Mere Imagination
Vison and what it means
I have this vision that one day I’ll type up and publish my personal journals. As some sort of love letter memoir to myself that annotates a specific period in my life, diving headfirst into the trials and tribulations as I reach for a goal that once felt impossible. This, of course, is the sort of imagination that inspires me to write, so it can’t be a bad thing. Words are magic, and written language is a gift of grand technology. By listening and reading, we dive into the minds of others. How else is such mind-reading possible? That is when I’m not extra MANIC and feeling the vibrations of astral projection, good times. What voice do you hear as you consume these words? I wonder what your voice and my voice have in common.
Now I imagine that my bipolar 1 disorder has been well managed for the past few years, and I imagine that is because my medication is working properly. The depression I feel is temporary as I work toward my goal with a graduation date to become a therapist in mind, set for August of this year. Already into the new year, this date seems both tenious and grand as for what it means and for what it means I have to accomplish by that date. By September, I should be licensed as an APC, Associate Professional Counselor. The red tape I have to climb over in order for my counsel to be worth financial compensation.
I imagine what having a backlog of my writing published here on Substack will do for me one day. Hopefully, it will be a boon to my practice by giving my clients a wealth of information that informs them of who it is they are speaking with. Hopefully, I have not said or written anything here that compromises the value I feel necessitates the practice I imagine accomplishing in the relatively near future.
I imagine having my own practice that focuses on those with bipolar disorder and schizophrenia. I imagine partnering with a psychiatrist who can prescribe the necessary medication to my clientele as needed. These are the two psychiatric conditions for which my current medication (Invega) is prescribed to help neutralize. I imagine intervening at the point of psychosis and making a tangible difference in the trajectory of lives these conditions affect.

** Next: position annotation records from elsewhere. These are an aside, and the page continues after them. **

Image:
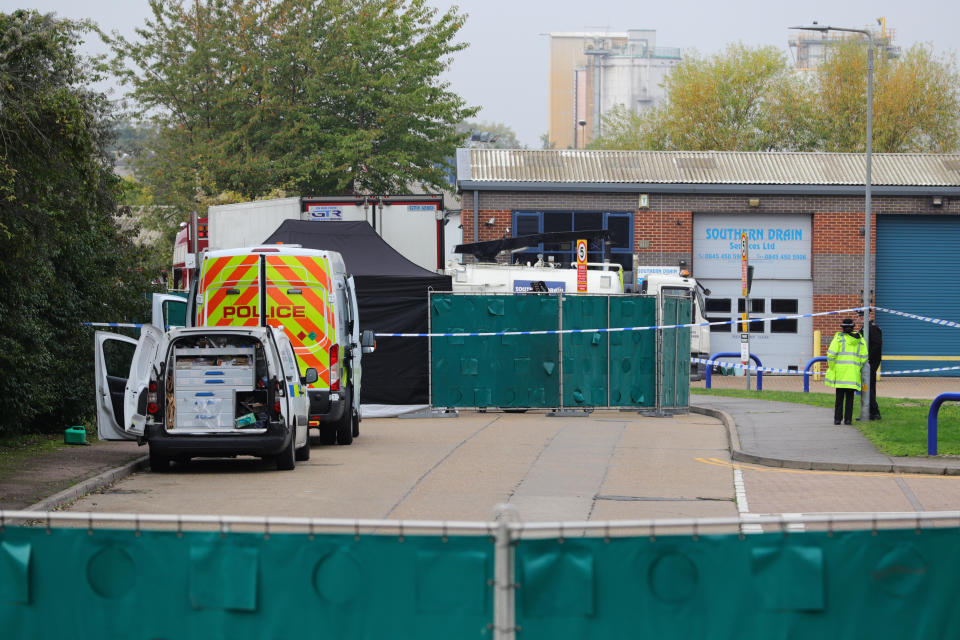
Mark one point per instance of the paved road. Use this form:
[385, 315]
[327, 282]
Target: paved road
[612, 465]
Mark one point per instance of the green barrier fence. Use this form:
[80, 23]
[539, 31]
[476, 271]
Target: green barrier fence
[860, 584]
[96, 583]
[638, 368]
[71, 583]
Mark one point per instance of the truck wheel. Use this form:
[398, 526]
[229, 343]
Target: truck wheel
[286, 459]
[158, 463]
[328, 433]
[303, 453]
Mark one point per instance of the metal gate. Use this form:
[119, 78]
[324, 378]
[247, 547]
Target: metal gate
[549, 351]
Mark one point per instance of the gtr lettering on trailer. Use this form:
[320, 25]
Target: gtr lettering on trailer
[280, 311]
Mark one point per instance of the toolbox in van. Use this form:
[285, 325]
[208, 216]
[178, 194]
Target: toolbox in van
[206, 382]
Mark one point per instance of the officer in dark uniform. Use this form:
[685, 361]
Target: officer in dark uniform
[874, 356]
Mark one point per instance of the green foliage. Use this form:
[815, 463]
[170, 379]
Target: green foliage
[902, 432]
[750, 99]
[64, 260]
[499, 135]
[308, 96]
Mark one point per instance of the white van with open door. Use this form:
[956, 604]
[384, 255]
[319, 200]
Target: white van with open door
[204, 392]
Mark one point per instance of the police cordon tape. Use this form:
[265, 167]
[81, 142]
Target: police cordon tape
[946, 323]
[794, 372]
[718, 363]
[487, 334]
[121, 325]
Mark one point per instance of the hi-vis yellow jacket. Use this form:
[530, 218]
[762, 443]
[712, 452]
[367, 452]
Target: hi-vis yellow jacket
[845, 359]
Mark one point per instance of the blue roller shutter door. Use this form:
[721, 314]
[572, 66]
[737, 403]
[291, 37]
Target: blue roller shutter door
[918, 272]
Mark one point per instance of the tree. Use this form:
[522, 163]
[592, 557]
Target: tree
[64, 260]
[309, 96]
[916, 103]
[712, 103]
[751, 100]
[489, 135]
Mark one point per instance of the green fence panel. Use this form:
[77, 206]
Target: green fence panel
[151, 585]
[675, 345]
[633, 354]
[852, 584]
[585, 354]
[495, 371]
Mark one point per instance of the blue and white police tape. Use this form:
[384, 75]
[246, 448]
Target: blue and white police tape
[544, 332]
[124, 325]
[913, 316]
[739, 365]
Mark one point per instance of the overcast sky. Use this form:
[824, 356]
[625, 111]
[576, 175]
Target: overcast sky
[505, 69]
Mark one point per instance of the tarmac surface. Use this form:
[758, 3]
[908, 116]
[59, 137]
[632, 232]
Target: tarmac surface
[760, 432]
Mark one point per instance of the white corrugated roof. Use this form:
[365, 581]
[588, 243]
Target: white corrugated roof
[706, 167]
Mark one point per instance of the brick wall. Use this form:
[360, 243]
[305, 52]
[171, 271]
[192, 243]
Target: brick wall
[667, 225]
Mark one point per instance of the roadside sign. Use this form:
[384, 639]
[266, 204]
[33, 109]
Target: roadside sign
[743, 263]
[581, 266]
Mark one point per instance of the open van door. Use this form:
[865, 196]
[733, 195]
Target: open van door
[112, 357]
[168, 311]
[135, 393]
[355, 350]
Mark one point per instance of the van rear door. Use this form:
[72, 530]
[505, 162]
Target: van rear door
[112, 357]
[134, 396]
[298, 298]
[229, 291]
[355, 350]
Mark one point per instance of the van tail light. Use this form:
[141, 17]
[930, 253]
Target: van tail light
[335, 368]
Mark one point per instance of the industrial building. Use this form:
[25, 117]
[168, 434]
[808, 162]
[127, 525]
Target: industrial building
[592, 72]
[802, 211]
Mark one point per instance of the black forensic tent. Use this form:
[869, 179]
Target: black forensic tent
[392, 298]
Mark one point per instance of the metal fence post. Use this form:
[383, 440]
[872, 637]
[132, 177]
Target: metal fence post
[609, 381]
[504, 597]
[560, 343]
[429, 348]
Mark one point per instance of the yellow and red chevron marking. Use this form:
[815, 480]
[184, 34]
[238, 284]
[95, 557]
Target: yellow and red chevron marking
[234, 272]
[306, 318]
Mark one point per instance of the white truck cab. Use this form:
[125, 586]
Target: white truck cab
[667, 281]
[486, 277]
[204, 392]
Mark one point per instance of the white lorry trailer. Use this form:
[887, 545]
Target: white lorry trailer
[411, 224]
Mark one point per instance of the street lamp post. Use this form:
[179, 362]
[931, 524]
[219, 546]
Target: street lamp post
[865, 379]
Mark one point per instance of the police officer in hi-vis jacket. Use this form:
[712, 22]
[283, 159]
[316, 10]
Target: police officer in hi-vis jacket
[845, 359]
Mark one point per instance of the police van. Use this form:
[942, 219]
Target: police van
[310, 294]
[203, 392]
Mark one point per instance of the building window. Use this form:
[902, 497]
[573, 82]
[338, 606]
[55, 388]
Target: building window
[619, 248]
[783, 307]
[718, 305]
[757, 305]
[719, 328]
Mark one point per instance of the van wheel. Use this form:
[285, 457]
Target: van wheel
[286, 459]
[158, 463]
[345, 427]
[303, 453]
[328, 433]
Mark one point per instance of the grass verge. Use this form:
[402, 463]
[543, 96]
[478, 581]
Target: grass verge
[902, 432]
[15, 451]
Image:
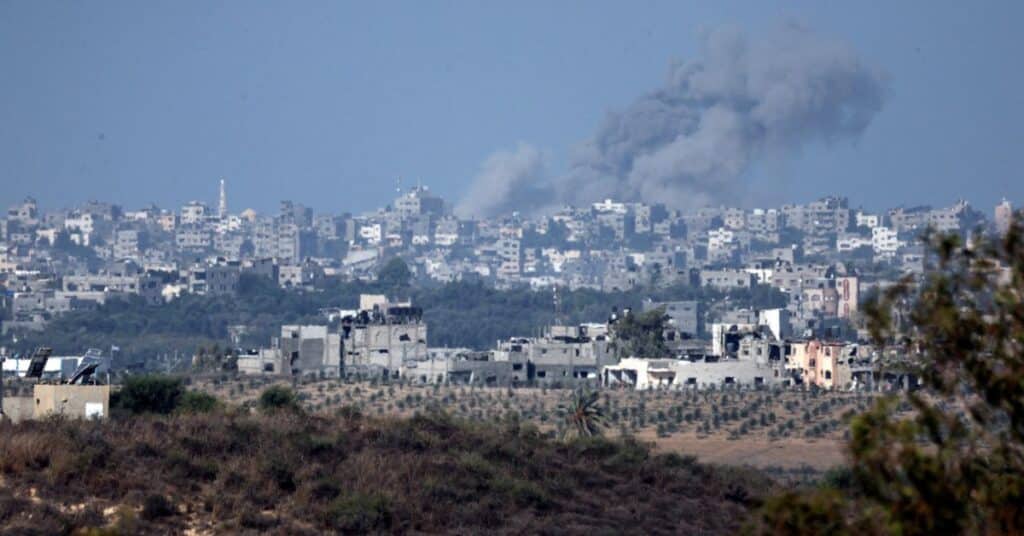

I understand psychosis, and I understand what it takes to make it back from the euphoric terror it projects. I know what crazy looks like, and I know it’s possible for the mind to gravitate back to reality. I got a chance to speak on this topic recently at a DBSA meeting where one of my friends was currently experiencing auditory hallucinations. Here’s the thing: they feel real. The smarter you are, the more work your mind can do to justify the realness of the effect. I was able to both empathize and share a bit of my story on the topic. I was able to share what helps me and how I chose not to turn down the darkest of paths that would have made the life I now stide for impossible.
Psychosis is the weaponization of imagination. The right medication shouldn’t take away one’s imagination but prompt one so afflicted with the necessary forethought of understanding. A healthy belief that these thoughts come from within. We traced the call to inside the house. Our imaginations tell us much about ourselves, how we see our place among others, and how we look to accomplish personal inspiration. The voices tell us what we are worried about and how said anxiety can harm us. The self-inflicted voice telling us we are unworthy and unloved.
Intrusive thoughts are nothing short of spiritual warfare as narrated in C.S. Lewis’s Screwtape Letters. Even a secular understanding can imagine how we must constantly battle the voice that appears under the horizon and between productive thought.
For now, I’m in between school semesters, gearing up for another week of my internship as I pray to impact my five-person case load battling addiction. I’m reading Mere Christianity, and hearing Lewis’s voice inspires me to write. Something of worth, I hope and imagine.